22% of infections tied to hospitality sector
Source and contact research in the Netherlands carried out last week involved a random sample of nearly 4,800 people, out of whom 3,500 were willing to participate. In half of those cases, it could not be determined where someone acquired the infection, or the participant would not disclose the information.
Nearly 22 percent of those who did take part in the survey acquired the coronavirus infection at a bar, cafe, restaurant or nightclub. Over 17 percent tested positive after attending a party or a happy hour get together, and more than 14 percent were diagnosed with the infection after visiting another household.
The most common spread of the infection was among residents of the same household, and between partners who do not live together, which represented 40.6 percent of last week’s infections. Roughly 8.5 percent of infections were linked to the workplace.
The basic reproduction (R) value also shot back up from 0.77 to 1.00 in one week. That means that 100 people infected with the virus on February 21 passed the coronavirus on to another hundred people. The sharp rise coincided with the first relaxation of coronavirus restrictions on February 18, a week before nearly all remaining restrictions were eliminated.

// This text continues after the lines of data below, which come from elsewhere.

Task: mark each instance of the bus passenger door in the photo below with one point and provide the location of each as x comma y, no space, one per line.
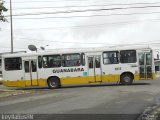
94,69
145,65
30,69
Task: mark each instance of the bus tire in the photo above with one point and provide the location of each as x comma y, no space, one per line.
53,83
126,79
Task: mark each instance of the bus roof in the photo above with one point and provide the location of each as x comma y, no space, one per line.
77,50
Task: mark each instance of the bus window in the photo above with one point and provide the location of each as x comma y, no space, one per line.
39,61
51,61
26,66
128,56
83,59
97,62
34,65
110,57
13,63
90,62
70,60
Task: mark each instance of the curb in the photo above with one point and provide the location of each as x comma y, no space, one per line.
151,113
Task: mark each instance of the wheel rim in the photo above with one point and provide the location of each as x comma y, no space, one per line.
126,79
53,83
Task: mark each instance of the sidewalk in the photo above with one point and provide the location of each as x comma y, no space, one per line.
151,113
5,92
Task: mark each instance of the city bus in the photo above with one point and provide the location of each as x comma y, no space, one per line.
58,68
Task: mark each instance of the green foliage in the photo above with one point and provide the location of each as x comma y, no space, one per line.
2,9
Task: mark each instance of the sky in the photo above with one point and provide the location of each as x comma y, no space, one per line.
57,24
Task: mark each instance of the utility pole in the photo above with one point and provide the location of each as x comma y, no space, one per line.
11,26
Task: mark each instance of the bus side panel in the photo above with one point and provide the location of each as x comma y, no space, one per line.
13,78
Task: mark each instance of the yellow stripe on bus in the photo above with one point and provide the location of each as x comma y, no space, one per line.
70,80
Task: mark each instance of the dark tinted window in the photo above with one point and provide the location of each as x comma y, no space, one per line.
69,60
51,61
13,63
40,61
128,56
83,59
110,57
26,66
90,62
34,65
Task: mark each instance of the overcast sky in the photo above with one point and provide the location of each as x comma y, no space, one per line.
63,30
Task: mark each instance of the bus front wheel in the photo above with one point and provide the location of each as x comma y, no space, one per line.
126,79
53,83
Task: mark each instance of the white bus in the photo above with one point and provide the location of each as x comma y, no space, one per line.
78,66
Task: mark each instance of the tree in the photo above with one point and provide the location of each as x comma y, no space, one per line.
2,9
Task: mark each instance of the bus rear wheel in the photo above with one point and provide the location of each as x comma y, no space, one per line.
53,83
126,79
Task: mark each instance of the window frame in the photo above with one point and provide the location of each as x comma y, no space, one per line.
48,61
20,64
125,51
63,56
117,54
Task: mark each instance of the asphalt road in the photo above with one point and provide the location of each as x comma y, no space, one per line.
109,99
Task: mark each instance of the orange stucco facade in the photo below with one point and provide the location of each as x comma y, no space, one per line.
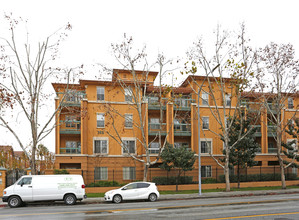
92,125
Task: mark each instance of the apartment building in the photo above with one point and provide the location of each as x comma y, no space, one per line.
99,117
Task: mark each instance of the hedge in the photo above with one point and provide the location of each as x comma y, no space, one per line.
104,184
171,180
257,177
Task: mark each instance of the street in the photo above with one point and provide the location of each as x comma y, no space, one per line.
250,207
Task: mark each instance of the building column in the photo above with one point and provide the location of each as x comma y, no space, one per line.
84,127
169,123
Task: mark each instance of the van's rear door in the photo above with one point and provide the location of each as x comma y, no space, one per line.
24,189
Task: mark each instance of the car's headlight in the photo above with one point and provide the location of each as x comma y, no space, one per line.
110,192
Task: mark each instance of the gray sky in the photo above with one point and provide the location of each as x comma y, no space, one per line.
166,26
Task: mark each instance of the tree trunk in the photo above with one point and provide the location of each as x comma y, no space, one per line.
226,169
238,175
145,173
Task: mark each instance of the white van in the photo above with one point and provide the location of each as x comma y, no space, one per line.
67,188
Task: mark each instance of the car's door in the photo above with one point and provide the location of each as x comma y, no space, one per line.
143,190
130,191
24,188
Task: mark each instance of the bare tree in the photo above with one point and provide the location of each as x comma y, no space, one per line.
136,88
25,71
224,76
278,84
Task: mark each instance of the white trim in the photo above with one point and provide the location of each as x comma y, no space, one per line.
100,139
205,140
100,113
128,139
97,92
206,129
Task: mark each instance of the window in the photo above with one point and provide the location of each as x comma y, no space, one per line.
128,120
129,173
128,146
290,103
154,124
180,144
206,147
228,100
293,143
154,148
101,173
100,120
176,124
101,146
72,147
206,171
205,98
100,93
25,181
142,185
70,121
205,123
128,94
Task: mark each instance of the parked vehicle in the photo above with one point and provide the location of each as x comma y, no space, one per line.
134,191
32,188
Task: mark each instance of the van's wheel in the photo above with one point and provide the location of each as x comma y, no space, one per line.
14,202
70,199
117,198
152,197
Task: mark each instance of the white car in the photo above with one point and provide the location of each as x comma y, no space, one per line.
134,191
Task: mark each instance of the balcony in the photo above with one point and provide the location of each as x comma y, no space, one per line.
73,99
155,104
70,127
181,129
253,107
155,128
258,132
272,150
183,104
271,131
69,150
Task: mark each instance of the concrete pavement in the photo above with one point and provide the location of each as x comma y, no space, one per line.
196,196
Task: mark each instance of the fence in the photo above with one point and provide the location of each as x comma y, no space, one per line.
215,175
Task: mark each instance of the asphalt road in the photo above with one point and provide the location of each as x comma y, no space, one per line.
252,207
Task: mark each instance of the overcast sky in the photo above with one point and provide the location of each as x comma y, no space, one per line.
164,26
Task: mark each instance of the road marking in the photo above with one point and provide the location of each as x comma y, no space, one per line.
253,216
160,208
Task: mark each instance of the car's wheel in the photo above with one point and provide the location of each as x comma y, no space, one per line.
14,201
117,198
70,199
152,197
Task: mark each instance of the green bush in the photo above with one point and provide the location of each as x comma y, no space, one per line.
104,184
63,171
208,180
258,177
171,180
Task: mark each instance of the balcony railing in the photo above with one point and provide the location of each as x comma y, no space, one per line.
70,127
183,104
272,150
74,98
154,128
182,129
67,150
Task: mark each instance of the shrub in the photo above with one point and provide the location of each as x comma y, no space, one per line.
258,177
171,180
63,171
208,180
104,184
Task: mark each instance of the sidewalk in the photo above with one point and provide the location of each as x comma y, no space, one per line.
196,196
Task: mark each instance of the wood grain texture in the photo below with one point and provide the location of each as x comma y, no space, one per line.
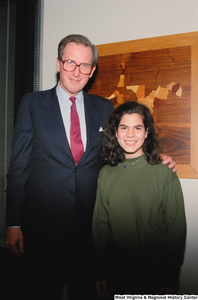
150,64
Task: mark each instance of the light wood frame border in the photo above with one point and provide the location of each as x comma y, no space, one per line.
171,41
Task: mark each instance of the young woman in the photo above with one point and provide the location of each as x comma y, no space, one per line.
139,225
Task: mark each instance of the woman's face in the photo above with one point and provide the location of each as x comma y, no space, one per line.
131,134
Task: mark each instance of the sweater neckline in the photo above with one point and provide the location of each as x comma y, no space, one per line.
132,162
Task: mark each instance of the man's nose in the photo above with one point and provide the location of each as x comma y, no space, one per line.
77,71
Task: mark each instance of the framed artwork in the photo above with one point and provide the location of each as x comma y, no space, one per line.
161,73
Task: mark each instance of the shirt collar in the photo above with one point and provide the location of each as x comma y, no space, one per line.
63,96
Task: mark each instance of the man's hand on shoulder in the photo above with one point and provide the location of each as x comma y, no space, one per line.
14,240
168,160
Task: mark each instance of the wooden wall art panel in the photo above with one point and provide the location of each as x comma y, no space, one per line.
161,73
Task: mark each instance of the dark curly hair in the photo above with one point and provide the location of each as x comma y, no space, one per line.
111,151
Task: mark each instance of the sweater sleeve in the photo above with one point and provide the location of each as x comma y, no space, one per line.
175,222
100,232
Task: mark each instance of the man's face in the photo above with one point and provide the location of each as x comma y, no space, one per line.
73,82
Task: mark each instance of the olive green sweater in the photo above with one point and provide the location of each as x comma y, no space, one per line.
139,205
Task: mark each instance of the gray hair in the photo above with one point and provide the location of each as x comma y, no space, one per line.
78,39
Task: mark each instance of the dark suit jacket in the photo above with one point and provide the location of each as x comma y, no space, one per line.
47,194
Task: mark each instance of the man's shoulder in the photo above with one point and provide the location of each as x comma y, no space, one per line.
98,100
40,94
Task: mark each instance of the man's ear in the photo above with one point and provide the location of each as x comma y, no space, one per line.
92,71
58,64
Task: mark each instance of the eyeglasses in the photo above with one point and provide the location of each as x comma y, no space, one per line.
70,65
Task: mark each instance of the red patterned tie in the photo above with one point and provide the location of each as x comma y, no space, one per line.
76,144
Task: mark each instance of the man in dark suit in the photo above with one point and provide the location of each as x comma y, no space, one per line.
50,196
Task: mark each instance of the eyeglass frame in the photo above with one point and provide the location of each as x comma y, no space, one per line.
77,65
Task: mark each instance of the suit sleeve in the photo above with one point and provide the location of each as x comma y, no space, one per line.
19,169
101,232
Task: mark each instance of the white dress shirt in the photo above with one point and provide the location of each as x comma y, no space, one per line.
65,108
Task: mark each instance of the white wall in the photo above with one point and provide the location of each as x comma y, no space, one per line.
107,21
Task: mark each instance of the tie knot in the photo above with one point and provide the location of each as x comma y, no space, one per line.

Almost 595,000 people were tested by the GGD during the last calendar week, a 60 percent increase. Testing figures had steadily declined since the start of February.
Hospitalizations on the rise even in preliminary data
Preliminary figures from intensive care monitor NICE showed a rise in Covid-19 hospitalizations. Final data from that organization is often delayed by several days, but still showed a 5 percent increase in hospital admissions over the last seven days compared to the previous period. So far, 1,171 admissions were reported, with the number historically rising by about 10 percent once finalized. A total of 82 intensive care admissions were reported to NICE this past week.
For the previous week week, 998 hospital admissions were initially reported, which was later revised upward to 1,118. That includes 98 intensive care admissions, which was revised up from 88.
The hospital data from NICE only includes those people actively treated for serious symptoms of Covid-19. Patient coordinator LCPS provides more up-to-date figures, by counting every patient with the coronavirus infection regardless of symptoms. The website for the LCPS was down on Tuesday afternoon, delaying the release of data for the previous 24 hours.
The RIVM also learned of 56 deaths from Covid-19 last week, down from 63 the previous week. There is no requirement to report such deaths to the RIVM, and can often be reported weeks after a death occurred.